Thursday, November 17, 2011

All Hail the Logarithmic Scale

Colorful Sweetarts
Logarithmic scales -- best known to me in the Richter Scale, used to measure earthquakes -- seem to be cropping up a lot lately.

Today kottke.org listed a chart from the Minnesota Dental Association of candies that are acidic enough to cause loss of tooth enamel. On the pH sale, where 7 is neutral and 1 is battery acid, anything rated 4 or lower will deteriorate your tooth enamel.

I'm not surprised to see my old favorite, Sweetarts, listed as a 3, and I'm sure the candies listed with lower numbers (the lowest one is 1.6!) are even more sour. My gums (and teeth) quiver at the very thought.

But in reading about the evils of acidic candies, I realized I had completely forgotten my high school science teacher's efforts. pH is logarithmic, so a 3 is 10 times more acidic than a 4; a 2 is 100 times more acidic. As with all my posts tagged Facts I Never Knew, I'm revealing my lack of knowledge, or memory, or attention from some point earlier in my life. I'm sure I learned that fact, but later it slipped out of my head.

Logarithmic scales are used to describe or display information that has a huge range of variation, so much so that if it were displayed arithmetically, there would be no detail visible on the low end. In Steven Pinker's book The Better Angels of Our Nature (lots more info coming on that book here very soon!), he uses logarithmic scales for the graphs showing the decline of violence over the centuries. If he didn't, the recent years would appear to be just about zero.

Some of the best known logarithmic scales:
  • sound (bels and decibels)
  • f-stops in photographic exposures
  • the brightness of stars
Logarithmic scales are particularly useful when visualizing details within a power law distribution, which would otherwise look like a steep drop followed by a long, mostly flat tail:

Graph with very tall left side and very low right, and a huge dropoff almost immediately
On an arithmetic scale like the one above, there's not much visual difference between the numbers at the right.

Graph with a gradual decline from left to right
In contrast, a logarithmic scale (note the numbers along the left side go from 1 to 10 to 100, 1,000, etc.), shows plenty of detail on the right side, even though that section of the graph is describing tiny numbers like 100, compared to the top left, which is in the tens of thousands.

Very useful!

But I admit I have to keep reminding myself about the type of scale this is, since my doofy brain wants to assume all graphs are arithmetic. Which fools me momentarily into thinking the power law distribution is a gradual decline instead of the huge drop-off that it is.

2 comments:

Sonja said...

Two more logarithmic things:

Our vision. We perceive distance between near objects while distant objects compress.

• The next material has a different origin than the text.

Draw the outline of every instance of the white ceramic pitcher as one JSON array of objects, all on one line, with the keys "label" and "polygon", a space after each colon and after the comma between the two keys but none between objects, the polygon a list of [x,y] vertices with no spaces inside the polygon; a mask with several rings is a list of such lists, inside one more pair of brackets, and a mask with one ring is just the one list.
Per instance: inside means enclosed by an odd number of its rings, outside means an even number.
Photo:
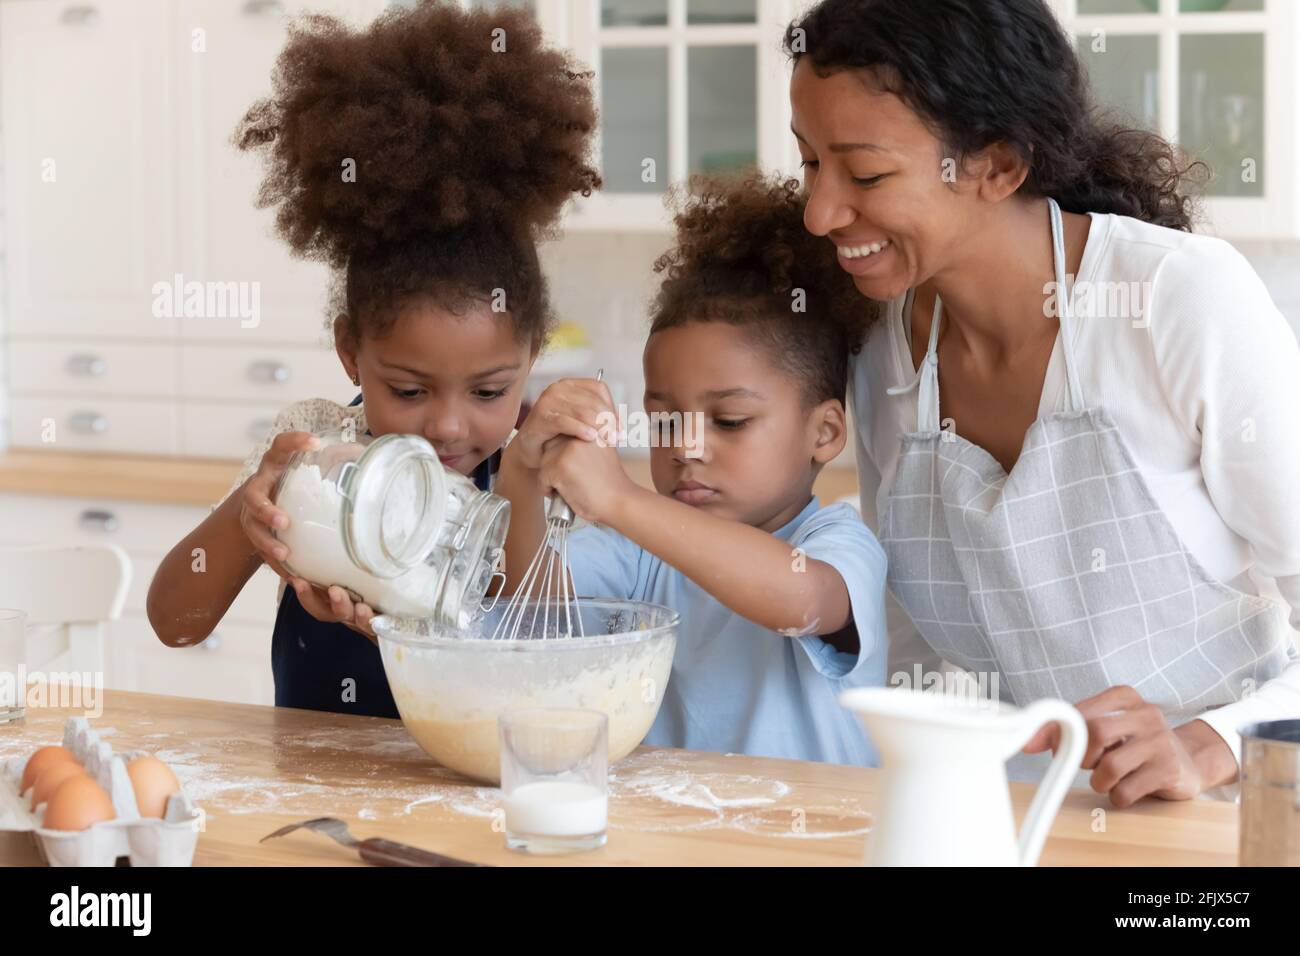
[{"label": "white ceramic pitcher", "polygon": [[[996,701],[889,687],[840,695],[880,753],[884,788],[869,866],[1033,866],[1088,740],[1063,700],[1021,710]],[[1047,723],[1061,743],[1016,835],[1006,760]]]}]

Our original concept of scale is logarithmic. When children are first introduced to numbers they'll draw large gaps between 1 and 2, which compress as they reach 10. Over time, those gaps become uniform.

This from a book I just read, "Here's Looking at Euclid" by Alex Bellos.

Daughter Number Three said...

I read something about your second point on the Wikipedia entry. I think it also said that contemporary hunter-gatherers (preliterate) also more naturally inclined toward logarithmic scales. Fascinating.